SYRIAN refugees were last night given 24 hours to make it to Greece – after EU leaders handed Turkey nearly £5 billion to close the Med to thousands of migrants, The Sun reports. After exhaustive talks in Brussels, the EU struck an agreement to send any migrant arriving in Greece from midnight on Saturday back to Turkey – and to stop boats en route.
In exchange, the EU will take ‘vulnerable’ refugees direct from camps on the Syrian border. As part of the deal, the EU pledged to waive visa restrictions on 77 million Turks visiting much of mainland Europe- subject to Turkey meeting a list of conditions. Eurosceptics immediately claimed this would effectively create a giant “border less zone” stretching from Syria to Calais.
Turkey will also get up to £4.6 billion in aid and was promised accelerated talks on full EU membership. The deal threatens to create horrific scenes on the Greek islands tonight as refugees rush to meet the midnight deadline in a bid to reach the EU. It came as staggering figures revealed nearly 150,000 migrants have used the ‘eastern Med’ route and crossed the Aegean Sea to reach Greece so far this year – meaning 997,000 since the start of 2014.
PM David Cameron last night hailed the deal as a “good thing” which will put people smugglers out of business in Turkey – as there was no point any migrant getting on a boat. He said: “For the first time in this crisis, I believe we have a plan, if properly and fully implemented, that really could help to make a difference.”
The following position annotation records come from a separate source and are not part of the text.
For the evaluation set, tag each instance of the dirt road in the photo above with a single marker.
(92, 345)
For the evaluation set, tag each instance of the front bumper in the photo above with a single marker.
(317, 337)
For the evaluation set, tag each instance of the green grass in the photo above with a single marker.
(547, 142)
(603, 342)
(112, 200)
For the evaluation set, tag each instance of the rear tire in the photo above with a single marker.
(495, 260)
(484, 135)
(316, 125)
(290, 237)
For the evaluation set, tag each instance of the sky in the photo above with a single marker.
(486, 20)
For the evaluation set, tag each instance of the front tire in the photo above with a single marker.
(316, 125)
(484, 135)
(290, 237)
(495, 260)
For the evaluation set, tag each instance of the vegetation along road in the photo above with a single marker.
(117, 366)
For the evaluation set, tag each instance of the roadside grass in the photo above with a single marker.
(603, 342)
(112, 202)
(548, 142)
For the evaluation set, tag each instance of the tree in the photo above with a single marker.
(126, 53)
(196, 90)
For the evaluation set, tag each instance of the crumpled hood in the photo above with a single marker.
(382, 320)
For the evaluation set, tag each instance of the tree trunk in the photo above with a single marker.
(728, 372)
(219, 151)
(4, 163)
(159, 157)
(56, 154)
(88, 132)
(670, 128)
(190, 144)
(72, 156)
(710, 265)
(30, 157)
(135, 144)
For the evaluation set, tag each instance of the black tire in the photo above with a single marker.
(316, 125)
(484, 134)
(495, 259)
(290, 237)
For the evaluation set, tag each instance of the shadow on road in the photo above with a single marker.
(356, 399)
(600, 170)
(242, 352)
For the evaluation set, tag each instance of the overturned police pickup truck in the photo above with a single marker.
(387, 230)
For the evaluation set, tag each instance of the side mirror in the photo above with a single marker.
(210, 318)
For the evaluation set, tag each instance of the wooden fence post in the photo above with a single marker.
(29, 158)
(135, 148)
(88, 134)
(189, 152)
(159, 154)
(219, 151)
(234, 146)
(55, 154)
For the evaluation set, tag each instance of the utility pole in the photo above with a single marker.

But furious Eurosceptics and human rights groups tore into the EU leaders. Amnesty International said it defies belief the EU could be turning away Syrians fleeing Aleppo with genuine asylum claims. Kate Allen, Amnesty’s UK Director, said: “This is a dark day for the Refugee Convention, a dark day for Europe and a dark day for humanity.
“It’s absolutely shameful to see leaders seeking to abandon their legal obligation.” Arch Tory Eurosceptic Peter Bone insisted the deal put the UK in a “very dangerous position”. He stormed: “Although the deal allows Turkey visa free travel just to the Schengen area, it is the first step on the way to allowing them visa free access to the UK.
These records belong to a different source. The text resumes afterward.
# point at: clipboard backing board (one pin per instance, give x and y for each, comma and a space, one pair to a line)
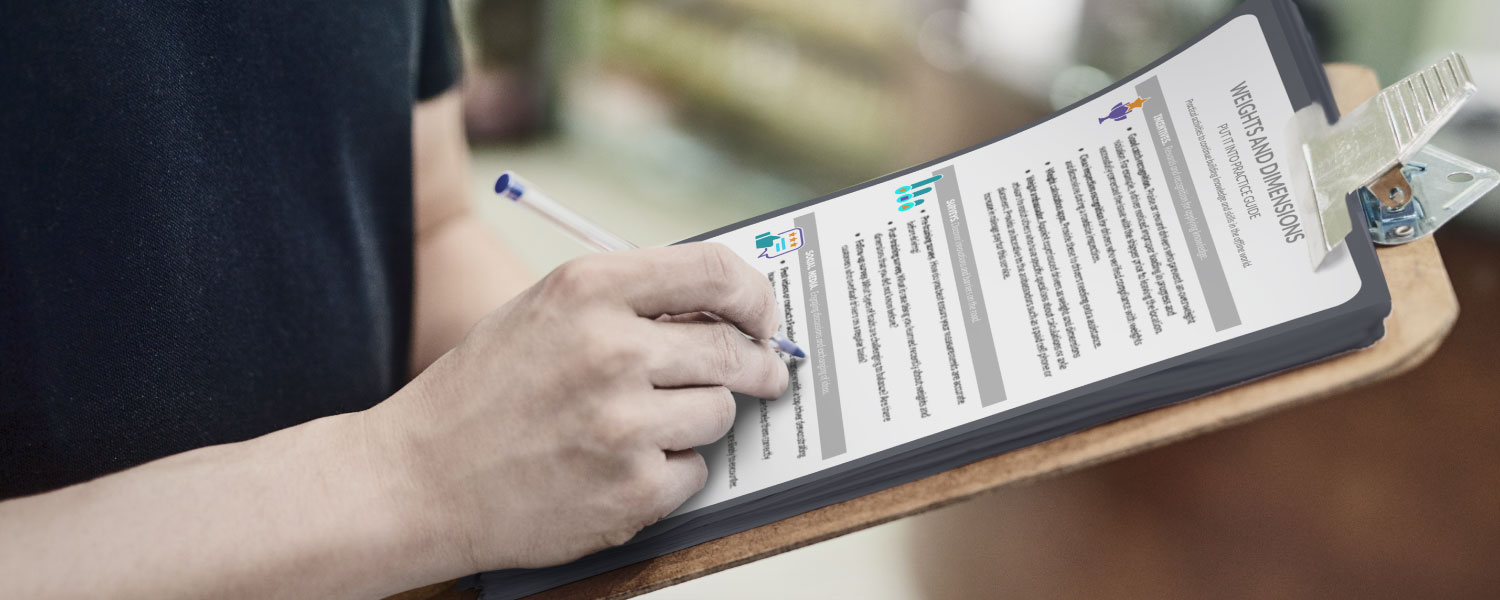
1422, 311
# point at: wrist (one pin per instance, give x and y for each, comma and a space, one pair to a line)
407, 515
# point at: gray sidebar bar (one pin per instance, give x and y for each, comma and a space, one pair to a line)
971, 296
1190, 212
821, 341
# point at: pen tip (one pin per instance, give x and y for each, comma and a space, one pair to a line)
789, 348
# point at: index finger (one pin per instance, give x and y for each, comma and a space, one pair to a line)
698, 276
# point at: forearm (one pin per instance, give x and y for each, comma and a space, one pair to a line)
462, 273
462, 269
305, 512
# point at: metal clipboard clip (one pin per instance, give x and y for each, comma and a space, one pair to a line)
1380, 149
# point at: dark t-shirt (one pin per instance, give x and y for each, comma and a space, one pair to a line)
206, 222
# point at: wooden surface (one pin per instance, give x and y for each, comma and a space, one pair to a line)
1424, 309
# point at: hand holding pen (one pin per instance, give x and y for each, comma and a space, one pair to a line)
519, 191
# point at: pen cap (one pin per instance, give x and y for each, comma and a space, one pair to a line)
519, 191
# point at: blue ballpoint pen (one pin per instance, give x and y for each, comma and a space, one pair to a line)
519, 191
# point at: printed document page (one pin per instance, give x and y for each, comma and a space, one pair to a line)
1151, 222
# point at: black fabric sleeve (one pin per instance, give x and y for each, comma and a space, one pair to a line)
440, 66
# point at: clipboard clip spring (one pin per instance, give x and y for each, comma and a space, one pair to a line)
1380, 150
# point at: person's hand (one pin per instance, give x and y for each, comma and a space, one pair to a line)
566, 420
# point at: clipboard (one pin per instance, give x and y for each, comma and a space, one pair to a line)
1422, 311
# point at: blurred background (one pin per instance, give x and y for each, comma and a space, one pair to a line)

“While we remain in the EU, we have to accept whatever it tells us to do.” The PM dismissed the claim as “scare tactics” and insisted the visa free agreement didn’t cover the UK. And he added the UK would not have to take any more migrants beyond the 20,000 Syrians the Government has committed to resettle by 2020.
Under the agreement Turkey has to meet 72 conditions to unlock visa free travel to the so-called ‘Schengen’ zone for its citizens. These include issuing passports with microchips that carry the fingerprints of the holders, improving police cooperation with neighbouring EU states and Europol.
Other necessary steps include better protecting the rights of its Roma population and stepping up the fight against corruption and organised crime. UKIP chief Nigel Farage immediately blasted the deal as the “worst of all possible worlds”. He said: “Giving visa free access to Turkey will mean increased numbers of people coming to Europe. “And fast tracking an unstable Turkey into EU membership is madness.” Referring to the referendum, he added: “I feel more confident than ever that Turkey IN means Britain OUT.”
Matthew Elliott Vote Leave ‘The EU is creating a visa-free zone stretching from the English Channel to the Syrian border and has given Turkey the nod that it will be admitted as full member of the European Union. “That will be bad for Turkey, bad for people seeking refuge, and bad for Britain as the EU is an outdated and outmoded institution incapable of dealing with challenges of the 21st century.
“This shows just how risky it is to vote to remain in the EU. If we want control of our borders, our economy and our democracy we must Vote Leave on 23 June.” Earlier yesterday, Turkey’s PM Ahmet Davutoglu insisted: “For Turkey, the refugee issue is not an issue of bargaining, but values.” Mr Davutoglu added he hoped that beyond helping the refugees, the deal would “deepen EU-Turkey relations”.
The EU insisted the deal would have clear commitments that the rights of legitimate refugees would be respected and treated according to international and EU law. In the Idomeni camp on the Greek-Macedonian border, Muhammad Hassan, a Syrian from the devastated city of Aleppo, was looking for relief from the talks in Brussels and wondered why a continent of 500 million people could not deal with the situation.
“Europe have only 1 million” migrants, Hassan said. “How come it’s difficult?” he asked, comparing the EU to Lebanon, a nation of 5.9 million. “If a small country takes 3 million refugees and didn’t talk, how about Europe?